張りが強くて剛性が高められ、薄くできるので軽量化にもつながるということで、採用が進むが、鈑金がとても難しいのです。

叩くのはよほどの熟練でないとダメで、溶接機も対応のものでないとダメ。

またパテも専用品を使います。

樹脂パネルは成形技術の向上や軽量化のために、フェンダーやバックドアなど、剛性に関係ないところは樹脂化が進んでいます。

もちろん鈑金できないので、総取り替えするしかないのです。

どちらも基本はパネル交換で対応することが多いのですが、費用がかさむのでトラブルの原因になることもあるとのこと。

5)個性的なボディカラー

塗り方によって色の深みを出すボディカラーが増えている。

補修で塗る場合はメーカーからの基本データをベースに、色あせなどを考慮して現物合わせをして調色します。

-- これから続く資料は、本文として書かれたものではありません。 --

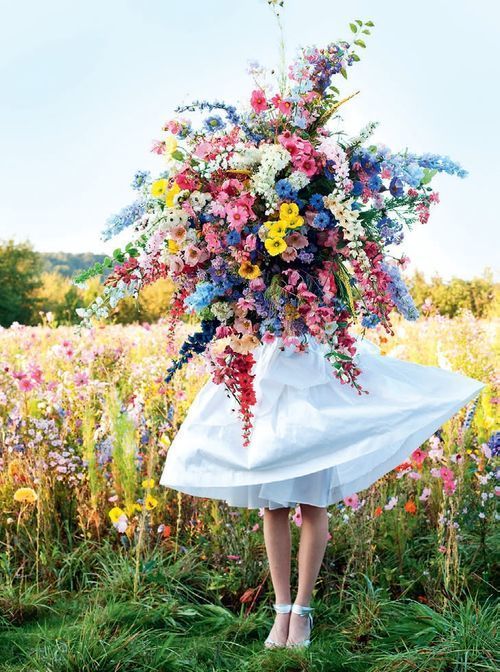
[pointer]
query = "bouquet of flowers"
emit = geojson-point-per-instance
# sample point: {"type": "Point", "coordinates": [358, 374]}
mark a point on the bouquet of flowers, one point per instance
{"type": "Point", "coordinates": [271, 225]}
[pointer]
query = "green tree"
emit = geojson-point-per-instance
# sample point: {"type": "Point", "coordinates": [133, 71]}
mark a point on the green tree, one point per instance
{"type": "Point", "coordinates": [20, 273]}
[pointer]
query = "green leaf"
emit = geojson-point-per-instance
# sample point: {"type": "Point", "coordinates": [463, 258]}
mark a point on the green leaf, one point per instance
{"type": "Point", "coordinates": [428, 175]}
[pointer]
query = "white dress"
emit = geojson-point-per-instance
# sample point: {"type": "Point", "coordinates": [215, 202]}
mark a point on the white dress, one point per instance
{"type": "Point", "coordinates": [314, 439]}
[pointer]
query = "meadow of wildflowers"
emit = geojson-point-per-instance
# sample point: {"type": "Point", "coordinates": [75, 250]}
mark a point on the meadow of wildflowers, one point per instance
{"type": "Point", "coordinates": [85, 424]}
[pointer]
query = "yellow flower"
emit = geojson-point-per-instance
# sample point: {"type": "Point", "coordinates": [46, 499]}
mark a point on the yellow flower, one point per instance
{"type": "Point", "coordinates": [158, 188]}
{"type": "Point", "coordinates": [275, 246]}
{"type": "Point", "coordinates": [171, 194]}
{"type": "Point", "coordinates": [289, 211]}
{"type": "Point", "coordinates": [170, 145]}
{"type": "Point", "coordinates": [298, 221]}
{"type": "Point", "coordinates": [25, 495]}
{"type": "Point", "coordinates": [277, 230]}
{"type": "Point", "coordinates": [130, 509]}
{"type": "Point", "coordinates": [150, 502]}
{"type": "Point", "coordinates": [15, 468]}
{"type": "Point", "coordinates": [249, 270]}
{"type": "Point", "coordinates": [116, 513]}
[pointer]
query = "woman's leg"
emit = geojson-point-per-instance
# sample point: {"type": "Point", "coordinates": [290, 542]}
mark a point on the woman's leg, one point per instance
{"type": "Point", "coordinates": [278, 546]}
{"type": "Point", "coordinates": [312, 546]}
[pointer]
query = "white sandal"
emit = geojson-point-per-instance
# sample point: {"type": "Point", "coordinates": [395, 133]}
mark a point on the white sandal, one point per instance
{"type": "Point", "coordinates": [279, 609]}
{"type": "Point", "coordinates": [302, 611]}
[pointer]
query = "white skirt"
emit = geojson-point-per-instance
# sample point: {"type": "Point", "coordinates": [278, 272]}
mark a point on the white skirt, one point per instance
{"type": "Point", "coordinates": [314, 440]}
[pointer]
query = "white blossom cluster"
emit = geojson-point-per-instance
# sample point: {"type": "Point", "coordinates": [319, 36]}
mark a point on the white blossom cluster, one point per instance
{"type": "Point", "coordinates": [110, 298]}
{"type": "Point", "coordinates": [245, 157]}
{"type": "Point", "coordinates": [274, 159]}
{"type": "Point", "coordinates": [221, 310]}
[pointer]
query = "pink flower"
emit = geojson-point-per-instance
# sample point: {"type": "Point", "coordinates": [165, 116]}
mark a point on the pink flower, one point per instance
{"type": "Point", "coordinates": [257, 285]}
{"type": "Point", "coordinates": [178, 233]}
{"type": "Point", "coordinates": [283, 105]}
{"type": "Point", "coordinates": [426, 492]}
{"type": "Point", "coordinates": [289, 254]}
{"type": "Point", "coordinates": [237, 216]}
{"type": "Point", "coordinates": [81, 378]}
{"type": "Point", "coordinates": [25, 384]}
{"type": "Point", "coordinates": [352, 501]}
{"type": "Point", "coordinates": [268, 337]}
{"type": "Point", "coordinates": [297, 240]}
{"type": "Point", "coordinates": [297, 516]}
{"type": "Point", "coordinates": [258, 101]}
{"type": "Point", "coordinates": [418, 456]}
{"type": "Point", "coordinates": [307, 166]}
{"type": "Point", "coordinates": [192, 255]}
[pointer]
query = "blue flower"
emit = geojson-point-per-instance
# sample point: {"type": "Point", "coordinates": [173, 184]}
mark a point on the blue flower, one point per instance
{"type": "Point", "coordinates": [357, 188]}
{"type": "Point", "coordinates": [141, 178]}
{"type": "Point", "coordinates": [370, 321]}
{"type": "Point", "coordinates": [322, 221]}
{"type": "Point", "coordinates": [123, 219]}
{"type": "Point", "coordinates": [214, 123]}
{"type": "Point", "coordinates": [396, 187]}
{"type": "Point", "coordinates": [375, 183]}
{"type": "Point", "coordinates": [196, 343]}
{"type": "Point", "coordinates": [316, 201]}
{"type": "Point", "coordinates": [233, 237]}
{"type": "Point", "coordinates": [285, 190]}
{"type": "Point", "coordinates": [399, 293]}
{"type": "Point", "coordinates": [202, 296]}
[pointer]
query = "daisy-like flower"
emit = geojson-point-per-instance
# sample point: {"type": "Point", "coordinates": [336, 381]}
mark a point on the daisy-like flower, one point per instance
{"type": "Point", "coordinates": [249, 270]}
{"type": "Point", "coordinates": [275, 246]}
{"type": "Point", "coordinates": [25, 495]}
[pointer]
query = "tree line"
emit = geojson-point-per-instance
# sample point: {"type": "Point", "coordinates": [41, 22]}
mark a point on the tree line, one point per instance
{"type": "Point", "coordinates": [34, 285]}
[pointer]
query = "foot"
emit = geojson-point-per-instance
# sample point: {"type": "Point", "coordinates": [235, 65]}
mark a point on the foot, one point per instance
{"type": "Point", "coordinates": [279, 631]}
{"type": "Point", "coordinates": [299, 630]}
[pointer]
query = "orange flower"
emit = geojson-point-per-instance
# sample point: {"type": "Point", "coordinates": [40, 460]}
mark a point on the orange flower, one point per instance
{"type": "Point", "coordinates": [410, 507]}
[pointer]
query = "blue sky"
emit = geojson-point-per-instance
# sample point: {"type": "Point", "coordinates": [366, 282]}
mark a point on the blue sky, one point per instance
{"type": "Point", "coordinates": [86, 87]}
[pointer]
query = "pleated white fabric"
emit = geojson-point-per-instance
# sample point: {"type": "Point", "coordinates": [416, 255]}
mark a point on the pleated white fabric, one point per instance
{"type": "Point", "coordinates": [314, 440]}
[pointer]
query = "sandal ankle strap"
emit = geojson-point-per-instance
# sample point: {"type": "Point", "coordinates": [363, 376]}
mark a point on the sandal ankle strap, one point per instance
{"type": "Point", "coordinates": [282, 608]}
{"type": "Point", "coordinates": [301, 609]}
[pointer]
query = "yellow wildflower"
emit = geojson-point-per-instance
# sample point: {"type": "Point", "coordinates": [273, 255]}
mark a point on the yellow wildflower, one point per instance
{"type": "Point", "coordinates": [277, 230]}
{"type": "Point", "coordinates": [289, 211]}
{"type": "Point", "coordinates": [171, 194]}
{"type": "Point", "coordinates": [130, 509]}
{"type": "Point", "coordinates": [294, 224]}
{"type": "Point", "coordinates": [150, 502]}
{"type": "Point", "coordinates": [159, 188]}
{"type": "Point", "coordinates": [27, 495]}
{"type": "Point", "coordinates": [249, 270]}
{"type": "Point", "coordinates": [115, 514]}
{"type": "Point", "coordinates": [275, 246]}
{"type": "Point", "coordinates": [170, 145]}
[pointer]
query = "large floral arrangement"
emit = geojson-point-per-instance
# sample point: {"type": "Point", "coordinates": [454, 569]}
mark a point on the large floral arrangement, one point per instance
{"type": "Point", "coordinates": [271, 225]}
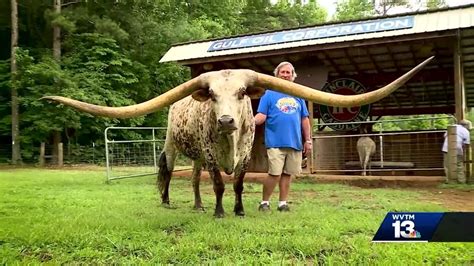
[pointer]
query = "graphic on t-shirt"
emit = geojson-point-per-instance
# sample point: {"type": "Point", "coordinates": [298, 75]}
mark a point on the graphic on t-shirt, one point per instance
{"type": "Point", "coordinates": [287, 105]}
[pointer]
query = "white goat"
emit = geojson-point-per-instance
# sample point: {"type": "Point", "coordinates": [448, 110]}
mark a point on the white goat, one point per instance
{"type": "Point", "coordinates": [366, 149]}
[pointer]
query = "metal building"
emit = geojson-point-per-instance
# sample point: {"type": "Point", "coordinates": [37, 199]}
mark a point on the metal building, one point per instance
{"type": "Point", "coordinates": [373, 52]}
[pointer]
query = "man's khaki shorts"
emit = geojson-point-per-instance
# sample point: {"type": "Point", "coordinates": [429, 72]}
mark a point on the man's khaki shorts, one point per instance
{"type": "Point", "coordinates": [284, 160]}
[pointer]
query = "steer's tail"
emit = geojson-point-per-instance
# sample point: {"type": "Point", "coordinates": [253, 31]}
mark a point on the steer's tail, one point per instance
{"type": "Point", "coordinates": [164, 174]}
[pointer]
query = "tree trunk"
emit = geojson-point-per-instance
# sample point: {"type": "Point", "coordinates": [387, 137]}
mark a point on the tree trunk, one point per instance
{"type": "Point", "coordinates": [57, 33]}
{"type": "Point", "coordinates": [16, 155]}
{"type": "Point", "coordinates": [57, 56]}
{"type": "Point", "coordinates": [56, 151]}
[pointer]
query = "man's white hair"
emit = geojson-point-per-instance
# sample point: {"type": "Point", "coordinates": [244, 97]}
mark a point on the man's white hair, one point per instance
{"type": "Point", "coordinates": [294, 75]}
{"type": "Point", "coordinates": [466, 123]}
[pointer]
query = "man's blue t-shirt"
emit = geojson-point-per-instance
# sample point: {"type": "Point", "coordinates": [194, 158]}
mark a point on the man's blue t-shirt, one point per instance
{"type": "Point", "coordinates": [283, 123]}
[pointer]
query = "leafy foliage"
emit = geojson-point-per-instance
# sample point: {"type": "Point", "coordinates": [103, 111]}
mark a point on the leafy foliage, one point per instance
{"type": "Point", "coordinates": [110, 54]}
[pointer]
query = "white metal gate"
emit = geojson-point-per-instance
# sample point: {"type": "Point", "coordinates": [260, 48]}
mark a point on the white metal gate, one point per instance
{"type": "Point", "coordinates": [136, 156]}
{"type": "Point", "coordinates": [412, 150]}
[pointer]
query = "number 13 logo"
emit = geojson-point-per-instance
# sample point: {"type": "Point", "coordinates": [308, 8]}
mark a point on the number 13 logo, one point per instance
{"type": "Point", "coordinates": [408, 229]}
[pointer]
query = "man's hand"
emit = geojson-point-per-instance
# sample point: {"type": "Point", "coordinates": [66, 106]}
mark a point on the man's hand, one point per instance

最近は個性的な色味が多く、調色は苦労しつつもできるのですが、マツダのソウルレッドのように塗り方で深みを出している色が増えています。

町の工場ではさまざまなクルマに対応するので、塗り方まで特殊だと対応するのが大変となるのです。

6)価格高騰

ボディパネルの価格はどんどんと高くなるし、そうなると中古に目が行くのでこちらも高騰。

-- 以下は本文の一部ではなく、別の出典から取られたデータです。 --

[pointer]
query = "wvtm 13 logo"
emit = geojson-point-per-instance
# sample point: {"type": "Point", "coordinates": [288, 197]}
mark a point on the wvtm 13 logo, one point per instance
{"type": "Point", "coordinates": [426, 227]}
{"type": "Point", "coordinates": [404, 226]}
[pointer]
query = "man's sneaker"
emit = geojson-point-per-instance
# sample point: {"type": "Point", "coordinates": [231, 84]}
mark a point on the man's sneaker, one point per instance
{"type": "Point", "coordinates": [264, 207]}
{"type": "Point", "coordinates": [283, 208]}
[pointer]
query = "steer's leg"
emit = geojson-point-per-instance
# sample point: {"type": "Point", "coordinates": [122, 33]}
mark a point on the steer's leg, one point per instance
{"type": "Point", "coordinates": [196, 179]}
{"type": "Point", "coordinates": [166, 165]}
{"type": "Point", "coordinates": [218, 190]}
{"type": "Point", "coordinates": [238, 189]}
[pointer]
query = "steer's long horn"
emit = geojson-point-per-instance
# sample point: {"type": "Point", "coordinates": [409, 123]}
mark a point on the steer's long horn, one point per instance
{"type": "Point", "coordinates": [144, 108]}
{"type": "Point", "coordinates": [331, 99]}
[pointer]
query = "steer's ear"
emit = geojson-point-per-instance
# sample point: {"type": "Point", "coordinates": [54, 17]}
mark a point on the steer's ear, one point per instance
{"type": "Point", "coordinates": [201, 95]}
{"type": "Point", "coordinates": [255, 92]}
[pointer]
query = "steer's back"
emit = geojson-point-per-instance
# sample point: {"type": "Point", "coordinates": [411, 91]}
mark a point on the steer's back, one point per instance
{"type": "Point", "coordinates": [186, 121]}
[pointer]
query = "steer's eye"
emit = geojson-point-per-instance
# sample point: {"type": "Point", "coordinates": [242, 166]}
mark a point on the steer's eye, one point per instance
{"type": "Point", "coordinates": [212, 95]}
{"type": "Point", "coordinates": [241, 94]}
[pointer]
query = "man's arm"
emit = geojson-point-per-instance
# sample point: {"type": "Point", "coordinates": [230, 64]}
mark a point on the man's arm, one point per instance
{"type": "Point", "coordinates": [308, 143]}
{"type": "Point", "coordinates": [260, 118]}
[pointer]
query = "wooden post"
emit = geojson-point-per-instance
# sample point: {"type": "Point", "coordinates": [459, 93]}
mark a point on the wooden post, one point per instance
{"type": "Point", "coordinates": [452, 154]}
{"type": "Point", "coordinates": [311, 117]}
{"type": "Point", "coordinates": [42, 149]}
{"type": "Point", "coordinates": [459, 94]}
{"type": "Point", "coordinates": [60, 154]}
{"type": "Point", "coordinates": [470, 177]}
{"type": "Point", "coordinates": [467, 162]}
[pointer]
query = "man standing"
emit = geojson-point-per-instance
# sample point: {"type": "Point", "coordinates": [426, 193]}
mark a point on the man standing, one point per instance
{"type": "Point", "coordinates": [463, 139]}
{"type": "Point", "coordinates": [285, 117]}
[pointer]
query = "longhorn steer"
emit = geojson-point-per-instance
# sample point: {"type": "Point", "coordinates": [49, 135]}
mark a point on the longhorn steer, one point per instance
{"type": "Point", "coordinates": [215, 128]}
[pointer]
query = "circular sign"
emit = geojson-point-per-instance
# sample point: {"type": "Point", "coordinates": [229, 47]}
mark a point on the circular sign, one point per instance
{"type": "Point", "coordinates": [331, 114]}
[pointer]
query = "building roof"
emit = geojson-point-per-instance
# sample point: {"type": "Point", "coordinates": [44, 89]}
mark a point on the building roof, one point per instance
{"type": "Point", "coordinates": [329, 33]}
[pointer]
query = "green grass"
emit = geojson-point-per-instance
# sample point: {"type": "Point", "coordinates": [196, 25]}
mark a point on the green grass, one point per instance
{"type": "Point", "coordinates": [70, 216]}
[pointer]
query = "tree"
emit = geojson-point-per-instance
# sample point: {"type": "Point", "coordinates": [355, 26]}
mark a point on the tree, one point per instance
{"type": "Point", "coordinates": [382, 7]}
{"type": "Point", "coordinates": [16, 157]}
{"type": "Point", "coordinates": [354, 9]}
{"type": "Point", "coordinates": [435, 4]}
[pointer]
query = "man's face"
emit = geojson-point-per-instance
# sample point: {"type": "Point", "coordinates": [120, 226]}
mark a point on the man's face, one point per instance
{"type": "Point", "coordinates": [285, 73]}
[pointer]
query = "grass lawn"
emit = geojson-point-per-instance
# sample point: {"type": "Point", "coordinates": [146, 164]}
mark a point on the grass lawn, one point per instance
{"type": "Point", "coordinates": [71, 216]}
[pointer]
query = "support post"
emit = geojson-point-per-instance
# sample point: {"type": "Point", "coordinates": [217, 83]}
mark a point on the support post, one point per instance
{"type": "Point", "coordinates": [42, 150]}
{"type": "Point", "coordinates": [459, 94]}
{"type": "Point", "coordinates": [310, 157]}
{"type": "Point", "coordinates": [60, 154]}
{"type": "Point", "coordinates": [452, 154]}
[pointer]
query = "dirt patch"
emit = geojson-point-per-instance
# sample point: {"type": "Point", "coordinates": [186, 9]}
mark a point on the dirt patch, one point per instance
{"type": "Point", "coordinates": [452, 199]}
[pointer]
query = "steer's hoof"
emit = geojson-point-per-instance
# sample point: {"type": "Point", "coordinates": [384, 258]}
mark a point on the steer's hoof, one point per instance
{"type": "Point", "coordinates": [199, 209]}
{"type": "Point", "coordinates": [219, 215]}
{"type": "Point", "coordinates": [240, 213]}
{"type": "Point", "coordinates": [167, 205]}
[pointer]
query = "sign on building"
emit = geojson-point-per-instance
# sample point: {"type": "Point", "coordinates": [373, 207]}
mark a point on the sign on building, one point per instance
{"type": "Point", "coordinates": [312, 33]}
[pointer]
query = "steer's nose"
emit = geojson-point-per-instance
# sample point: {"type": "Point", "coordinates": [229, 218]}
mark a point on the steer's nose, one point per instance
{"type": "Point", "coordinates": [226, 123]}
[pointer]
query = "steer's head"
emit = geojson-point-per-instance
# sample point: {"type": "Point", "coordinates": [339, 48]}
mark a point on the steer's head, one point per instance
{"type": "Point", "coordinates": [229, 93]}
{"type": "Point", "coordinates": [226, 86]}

ものがあればいいのですが、入手もしにくくなっているという声も多いのです。

さらに塗料も同様に高くなっていて、人件費もかさみます。

というよりもかさむ以前に新人があまり入ってこなくなったので、万年人手不足となっているのです。

高くても保険を使うからいいのではと思うのですが、払うほうの保険会社も商売だけに「ハイどうぞ」とはいきません。

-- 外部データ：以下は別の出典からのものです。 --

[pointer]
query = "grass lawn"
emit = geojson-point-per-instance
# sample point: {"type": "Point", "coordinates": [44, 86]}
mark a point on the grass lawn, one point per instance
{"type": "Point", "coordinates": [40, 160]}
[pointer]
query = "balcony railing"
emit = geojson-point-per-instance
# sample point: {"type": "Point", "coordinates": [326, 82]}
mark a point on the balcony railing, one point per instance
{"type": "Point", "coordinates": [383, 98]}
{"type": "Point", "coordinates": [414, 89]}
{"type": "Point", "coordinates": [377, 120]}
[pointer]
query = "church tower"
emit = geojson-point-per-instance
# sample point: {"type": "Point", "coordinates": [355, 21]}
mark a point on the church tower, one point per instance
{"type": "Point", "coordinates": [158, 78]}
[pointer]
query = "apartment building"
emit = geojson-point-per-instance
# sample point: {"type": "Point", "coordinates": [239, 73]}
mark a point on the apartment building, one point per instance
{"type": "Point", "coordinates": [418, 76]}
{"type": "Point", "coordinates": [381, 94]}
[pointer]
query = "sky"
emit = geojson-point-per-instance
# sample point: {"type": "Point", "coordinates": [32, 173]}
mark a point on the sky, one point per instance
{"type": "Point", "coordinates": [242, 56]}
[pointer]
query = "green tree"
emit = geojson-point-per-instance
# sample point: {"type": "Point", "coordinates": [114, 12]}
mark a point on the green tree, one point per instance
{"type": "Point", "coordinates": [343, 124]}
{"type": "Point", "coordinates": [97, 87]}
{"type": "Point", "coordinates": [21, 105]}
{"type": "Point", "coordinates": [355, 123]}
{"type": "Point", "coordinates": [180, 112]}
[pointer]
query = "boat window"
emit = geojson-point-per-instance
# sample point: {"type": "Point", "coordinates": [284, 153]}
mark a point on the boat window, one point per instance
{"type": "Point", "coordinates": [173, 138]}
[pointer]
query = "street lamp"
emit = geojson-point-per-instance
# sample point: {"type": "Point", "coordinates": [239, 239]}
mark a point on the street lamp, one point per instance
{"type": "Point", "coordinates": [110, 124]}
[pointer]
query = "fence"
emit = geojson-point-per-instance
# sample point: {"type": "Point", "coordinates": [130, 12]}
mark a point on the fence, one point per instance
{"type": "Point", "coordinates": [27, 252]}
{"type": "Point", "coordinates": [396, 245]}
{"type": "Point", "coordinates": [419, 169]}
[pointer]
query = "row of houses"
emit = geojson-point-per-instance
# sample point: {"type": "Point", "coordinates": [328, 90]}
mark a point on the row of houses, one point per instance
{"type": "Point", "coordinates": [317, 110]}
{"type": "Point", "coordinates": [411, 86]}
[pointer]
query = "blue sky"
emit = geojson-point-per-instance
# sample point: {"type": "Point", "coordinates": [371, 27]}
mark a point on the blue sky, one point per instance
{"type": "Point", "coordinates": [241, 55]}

交渉を重ねることも多くなっているのは周知の通りです。

ディーラーの仕事も当然、マージン分差し引かれるので利益を確保するのは大変とのことです。

ネットの声

「元鈑金工ですが、昔ながらの修理機器や工法が対応出来たのは平成10年代位まででしたね。
勤務先でも、機器新設の負担が大きいことと全体的の仕事量が減って工場維持が困難になり、数年前廃業になりました。
なので、この業界で自立してやるのはかなり厳しいです…」

「中には塗料自体が高すぎて、その上、塗りが難しく再現が困難で修理費が高くなり過ぎ、新車を買って下さいと言われる車がある、皆さん任意保険にはしっかり入って下さい、とある塗料メーカーからの情報です。」

「本当に 最近の車は センサーやらカメラやらと色々付いたよなぁ。高くなったし昔の車の方が良かった なんて懐古主義ではないけど、すぐ乗り換えさせようとする国やメーカーのやり方に屈するのはシャクだな。」

ちょっとしたことでも修理代(板金塗装代)が高額になっています。

おそらく対応できるところに回してるのだと思うのですが、ぼったくりに近い金額には閉口しますね。